For more than two decades, the mile-long stretch of Santa Monica Boulevard in Hollywood known as Theatre Row has served as home to the city's densest plot of live theaters, drawing audiences to a diverse array of stages run by scrappy companies.
On busy nights, spectators can see works by new playwrights, revisit classic dramas or take in comedy shows. Weeknights often find the area filled with students attending acting classes and auditions.
But in the last several months, an array of challenges has mounted, and many observers believe Theatre Row's existence — and the cultural viability of the larger neighborhood — is threatened.
Rising commercial rents have already caused two of the district's most prominent companies — the Celebration Theatre and the Open Fist Theatre Company — to move. Theater leaders say others are in jeopardy.
Some also pointed to a recent influx of marijuana dispensaries and a resurgence in criminal activity in the area, including prostitution.
"It was starting to feel a lot safer in the last five years. But in the last six months, there's been a relapse," said Olya Petrakova, who runs the theater space Schkapf with Bryan Brown. "There's more drug use in the area, and prostitution is coming back."
The problems come at a crucial time for Theatre Row, which consists of nearly 20 stages, most of which have 99 or fewer seats.
The annual Hollywood Fringe Festival, which started in 2010, brings hundreds of theater productions from around the world to the neighborhood each summer and has benefited theaters by heightening the area's public profile.
At the same time, some companies continue to recover from the effects of the recession and are struggling to make ends meet.
"It's definitely a lot harder to sell tickets now than it was a decade ago," said Zeke Rettman, producing managing director at the Hudson Theatres. Some leaders believe that ticket prices are too expensive, and others said that it has become increasingly difficult to compete for people's attention on social media and other marketing channels.

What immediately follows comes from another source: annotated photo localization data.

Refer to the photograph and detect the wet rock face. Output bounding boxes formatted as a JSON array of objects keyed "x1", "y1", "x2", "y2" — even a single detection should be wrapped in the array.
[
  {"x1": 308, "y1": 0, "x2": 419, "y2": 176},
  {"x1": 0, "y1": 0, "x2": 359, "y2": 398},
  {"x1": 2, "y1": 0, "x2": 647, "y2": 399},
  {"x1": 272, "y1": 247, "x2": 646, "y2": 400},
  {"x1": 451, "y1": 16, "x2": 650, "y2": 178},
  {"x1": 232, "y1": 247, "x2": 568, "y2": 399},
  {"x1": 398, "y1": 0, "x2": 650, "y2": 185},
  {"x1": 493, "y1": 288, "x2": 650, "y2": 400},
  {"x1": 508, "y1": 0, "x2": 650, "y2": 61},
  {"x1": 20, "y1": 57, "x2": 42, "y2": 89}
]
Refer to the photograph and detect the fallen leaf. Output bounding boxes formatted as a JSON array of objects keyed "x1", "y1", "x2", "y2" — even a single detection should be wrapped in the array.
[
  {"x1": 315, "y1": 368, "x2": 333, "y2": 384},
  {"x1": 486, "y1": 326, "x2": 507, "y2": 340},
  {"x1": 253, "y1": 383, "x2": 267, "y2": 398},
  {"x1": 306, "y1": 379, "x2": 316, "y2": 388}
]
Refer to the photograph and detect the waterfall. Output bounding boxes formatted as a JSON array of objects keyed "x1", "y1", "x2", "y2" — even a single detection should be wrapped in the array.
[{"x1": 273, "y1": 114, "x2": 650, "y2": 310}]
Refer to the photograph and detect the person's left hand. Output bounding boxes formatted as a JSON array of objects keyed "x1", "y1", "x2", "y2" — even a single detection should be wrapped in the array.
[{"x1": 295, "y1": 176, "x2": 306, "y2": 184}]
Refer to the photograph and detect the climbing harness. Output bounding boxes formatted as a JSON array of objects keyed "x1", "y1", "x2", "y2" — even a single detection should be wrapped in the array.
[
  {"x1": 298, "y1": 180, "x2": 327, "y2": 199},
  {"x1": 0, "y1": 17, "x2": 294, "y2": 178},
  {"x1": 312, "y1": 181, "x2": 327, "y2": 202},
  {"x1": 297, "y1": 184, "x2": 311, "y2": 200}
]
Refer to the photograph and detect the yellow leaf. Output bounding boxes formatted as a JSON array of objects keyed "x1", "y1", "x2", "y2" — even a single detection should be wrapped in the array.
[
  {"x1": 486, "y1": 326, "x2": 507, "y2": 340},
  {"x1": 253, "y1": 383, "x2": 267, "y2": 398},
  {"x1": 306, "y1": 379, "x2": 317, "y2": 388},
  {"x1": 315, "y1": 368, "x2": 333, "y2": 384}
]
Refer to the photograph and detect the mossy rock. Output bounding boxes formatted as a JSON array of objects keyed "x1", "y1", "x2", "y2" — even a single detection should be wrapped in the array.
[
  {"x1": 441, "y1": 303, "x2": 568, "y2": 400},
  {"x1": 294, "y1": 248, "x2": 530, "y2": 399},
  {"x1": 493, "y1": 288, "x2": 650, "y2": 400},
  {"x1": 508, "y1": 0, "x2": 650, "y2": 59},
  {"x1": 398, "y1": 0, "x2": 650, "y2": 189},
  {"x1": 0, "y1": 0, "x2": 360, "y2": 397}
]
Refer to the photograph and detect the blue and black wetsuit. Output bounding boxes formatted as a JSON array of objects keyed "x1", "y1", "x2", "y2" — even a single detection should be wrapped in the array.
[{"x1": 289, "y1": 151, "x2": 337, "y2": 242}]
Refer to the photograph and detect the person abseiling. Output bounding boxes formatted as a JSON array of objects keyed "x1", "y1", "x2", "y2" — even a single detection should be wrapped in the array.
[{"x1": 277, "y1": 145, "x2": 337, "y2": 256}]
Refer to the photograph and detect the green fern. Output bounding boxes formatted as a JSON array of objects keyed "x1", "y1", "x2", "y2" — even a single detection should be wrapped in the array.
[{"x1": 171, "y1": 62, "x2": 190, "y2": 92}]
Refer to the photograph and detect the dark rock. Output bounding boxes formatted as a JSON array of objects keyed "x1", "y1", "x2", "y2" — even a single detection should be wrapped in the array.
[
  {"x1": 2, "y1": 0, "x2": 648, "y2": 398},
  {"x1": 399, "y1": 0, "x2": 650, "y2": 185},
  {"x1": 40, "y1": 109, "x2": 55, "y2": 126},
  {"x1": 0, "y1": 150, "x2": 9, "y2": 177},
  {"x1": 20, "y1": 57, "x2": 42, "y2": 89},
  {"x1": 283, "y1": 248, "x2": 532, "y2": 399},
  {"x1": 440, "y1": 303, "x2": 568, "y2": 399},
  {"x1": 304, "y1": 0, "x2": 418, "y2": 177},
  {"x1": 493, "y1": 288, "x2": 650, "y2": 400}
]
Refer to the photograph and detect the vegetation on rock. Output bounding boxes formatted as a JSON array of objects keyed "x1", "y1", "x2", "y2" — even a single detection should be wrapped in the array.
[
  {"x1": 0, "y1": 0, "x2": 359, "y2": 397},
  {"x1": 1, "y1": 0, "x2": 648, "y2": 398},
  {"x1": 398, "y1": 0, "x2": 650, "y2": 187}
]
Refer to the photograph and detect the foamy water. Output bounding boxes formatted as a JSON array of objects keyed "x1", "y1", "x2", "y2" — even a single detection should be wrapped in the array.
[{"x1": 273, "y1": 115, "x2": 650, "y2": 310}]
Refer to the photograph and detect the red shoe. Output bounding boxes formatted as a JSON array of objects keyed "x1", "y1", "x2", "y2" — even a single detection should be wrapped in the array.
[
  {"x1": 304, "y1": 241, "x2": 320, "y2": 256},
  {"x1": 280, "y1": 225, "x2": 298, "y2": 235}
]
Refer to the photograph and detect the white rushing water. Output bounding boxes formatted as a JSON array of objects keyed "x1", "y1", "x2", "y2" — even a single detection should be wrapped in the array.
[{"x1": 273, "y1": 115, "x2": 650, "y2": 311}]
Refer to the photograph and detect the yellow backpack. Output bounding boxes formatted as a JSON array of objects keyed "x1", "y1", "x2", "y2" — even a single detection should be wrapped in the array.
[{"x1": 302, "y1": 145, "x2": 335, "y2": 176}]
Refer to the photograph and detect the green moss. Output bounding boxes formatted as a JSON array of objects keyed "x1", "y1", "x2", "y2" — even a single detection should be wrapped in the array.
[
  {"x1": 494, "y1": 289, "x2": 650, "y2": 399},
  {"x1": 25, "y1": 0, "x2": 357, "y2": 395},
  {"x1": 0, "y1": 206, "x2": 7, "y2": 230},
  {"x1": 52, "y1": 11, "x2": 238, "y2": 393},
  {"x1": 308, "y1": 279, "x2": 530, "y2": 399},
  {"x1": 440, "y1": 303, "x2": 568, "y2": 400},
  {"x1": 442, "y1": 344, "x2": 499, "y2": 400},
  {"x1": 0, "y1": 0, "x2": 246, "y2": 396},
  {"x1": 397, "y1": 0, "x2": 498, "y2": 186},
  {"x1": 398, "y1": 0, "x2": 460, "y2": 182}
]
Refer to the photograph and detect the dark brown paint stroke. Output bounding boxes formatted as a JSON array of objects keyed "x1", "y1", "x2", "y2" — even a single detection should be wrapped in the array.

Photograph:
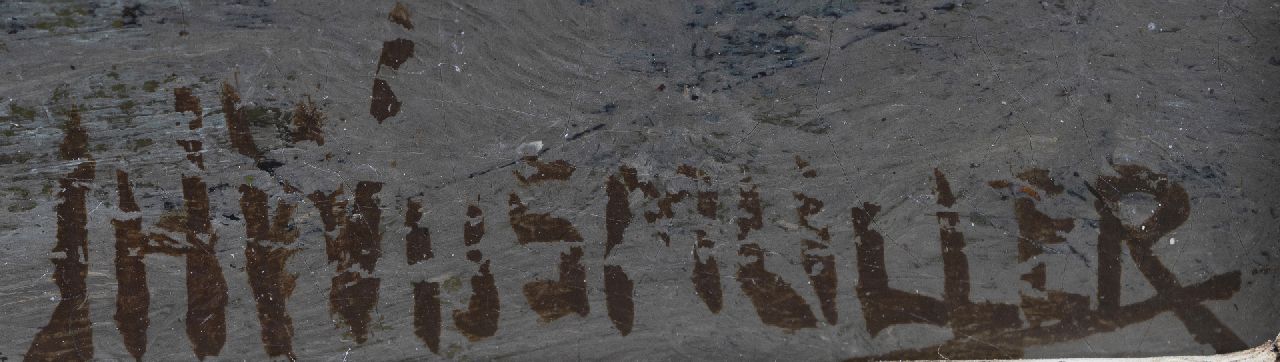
[
  {"x1": 1014, "y1": 197, "x2": 1074, "y2": 262},
  {"x1": 936, "y1": 169, "x2": 1022, "y2": 337},
  {"x1": 643, "y1": 191, "x2": 688, "y2": 223},
  {"x1": 795, "y1": 187, "x2": 835, "y2": 324},
  {"x1": 1066, "y1": 271, "x2": 1239, "y2": 336},
  {"x1": 221, "y1": 81, "x2": 261, "y2": 159},
  {"x1": 676, "y1": 164, "x2": 711, "y2": 183},
  {"x1": 113, "y1": 171, "x2": 149, "y2": 360},
  {"x1": 370, "y1": 78, "x2": 401, "y2": 122},
  {"x1": 464, "y1": 204, "x2": 485, "y2": 246},
  {"x1": 413, "y1": 281, "x2": 441, "y2": 353},
  {"x1": 143, "y1": 231, "x2": 189, "y2": 256},
  {"x1": 735, "y1": 185, "x2": 763, "y2": 240},
  {"x1": 938, "y1": 212, "x2": 969, "y2": 306},
  {"x1": 508, "y1": 194, "x2": 584, "y2": 243},
  {"x1": 604, "y1": 174, "x2": 630, "y2": 257},
  {"x1": 282, "y1": 181, "x2": 301, "y2": 194},
  {"x1": 405, "y1": 199, "x2": 433, "y2": 265},
  {"x1": 29, "y1": 218, "x2": 95, "y2": 360},
  {"x1": 290, "y1": 97, "x2": 325, "y2": 145},
  {"x1": 58, "y1": 109, "x2": 89, "y2": 160},
  {"x1": 1089, "y1": 165, "x2": 1246, "y2": 352},
  {"x1": 174, "y1": 87, "x2": 203, "y2": 129},
  {"x1": 847, "y1": 329, "x2": 1023, "y2": 361},
  {"x1": 988, "y1": 179, "x2": 1012, "y2": 189},
  {"x1": 453, "y1": 260, "x2": 500, "y2": 341},
  {"x1": 851, "y1": 203, "x2": 946, "y2": 335},
  {"x1": 697, "y1": 191, "x2": 717, "y2": 219},
  {"x1": 1020, "y1": 291, "x2": 1088, "y2": 328},
  {"x1": 388, "y1": 2, "x2": 413, "y2": 29},
  {"x1": 619, "y1": 165, "x2": 660, "y2": 198},
  {"x1": 793, "y1": 192, "x2": 830, "y2": 241},
  {"x1": 933, "y1": 168, "x2": 956, "y2": 207},
  {"x1": 176, "y1": 140, "x2": 205, "y2": 170},
  {"x1": 795, "y1": 156, "x2": 817, "y2": 178},
  {"x1": 515, "y1": 156, "x2": 575, "y2": 184},
  {"x1": 851, "y1": 270, "x2": 1241, "y2": 360},
  {"x1": 338, "y1": 181, "x2": 384, "y2": 272},
  {"x1": 329, "y1": 272, "x2": 380, "y2": 344},
  {"x1": 307, "y1": 188, "x2": 347, "y2": 263},
  {"x1": 348, "y1": 181, "x2": 384, "y2": 270},
  {"x1": 603, "y1": 172, "x2": 636, "y2": 334},
  {"x1": 28, "y1": 115, "x2": 95, "y2": 361},
  {"x1": 851, "y1": 165, "x2": 1246, "y2": 360},
  {"x1": 329, "y1": 181, "x2": 383, "y2": 344},
  {"x1": 523, "y1": 247, "x2": 589, "y2": 322},
  {"x1": 308, "y1": 188, "x2": 346, "y2": 233},
  {"x1": 377, "y1": 39, "x2": 415, "y2": 73},
  {"x1": 603, "y1": 264, "x2": 635, "y2": 335},
  {"x1": 938, "y1": 213, "x2": 1021, "y2": 338},
  {"x1": 1095, "y1": 188, "x2": 1122, "y2": 316},
  {"x1": 182, "y1": 175, "x2": 213, "y2": 236},
  {"x1": 947, "y1": 301, "x2": 1022, "y2": 337},
  {"x1": 454, "y1": 202, "x2": 499, "y2": 341},
  {"x1": 794, "y1": 155, "x2": 810, "y2": 170},
  {"x1": 1022, "y1": 263, "x2": 1046, "y2": 291},
  {"x1": 181, "y1": 175, "x2": 227, "y2": 359},
  {"x1": 1016, "y1": 168, "x2": 1064, "y2": 195},
  {"x1": 802, "y1": 240, "x2": 837, "y2": 324},
  {"x1": 735, "y1": 243, "x2": 818, "y2": 330},
  {"x1": 934, "y1": 169, "x2": 967, "y2": 305},
  {"x1": 692, "y1": 230, "x2": 722, "y2": 313},
  {"x1": 239, "y1": 185, "x2": 300, "y2": 360}
]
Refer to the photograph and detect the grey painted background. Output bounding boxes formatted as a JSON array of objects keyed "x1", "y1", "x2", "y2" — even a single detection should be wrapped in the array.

But with the rapid gentrification of formerly marginal areas of Hollywood, bringing new construction of commercial and residential buildings and even hotels, land values are rising as well, leading to higher rent.
Open Fist's rent increase precipitated its departure. The company had been paying about $8,000 in monthly rent, but the landlord wanted to raise it by $4,000 a month.
"Commercial rents are creeping up again, and a nonprofit theater is not in the best position to compete in the market," said Martha Demson, artistic director of Open Fist.
Last year, the Celebration left its home of more than two decades on Santa Monica near La Brea Avenue because its occupancy expenses — which had started to include utilities on top of rent — more than doubled.
In the last eight years, the cost of residing at the theater rose from $3,000 per month to roughly $7,500, according to Michael C. Kricfalusi, the company's executive director.
The Celebration, which produces gay- and lesbian-themed plays and musicals, has found a part-time space in Atwater Village; Open Fist has opted for a nomadic existence, producing plays at different venues.
The Elephant Stages, on Santa Monica near Vine Street, will likely have to vacate its home in two years because the owner plans on selling the property. With three stages as well as a resident theater company, the Elephant has seen its rents soar since it moved to Hollywood in 1999. At the time, the company paid $3,100 per month for its 99-seat Lillian Theatre alone. It now pays $6,000 for the same space.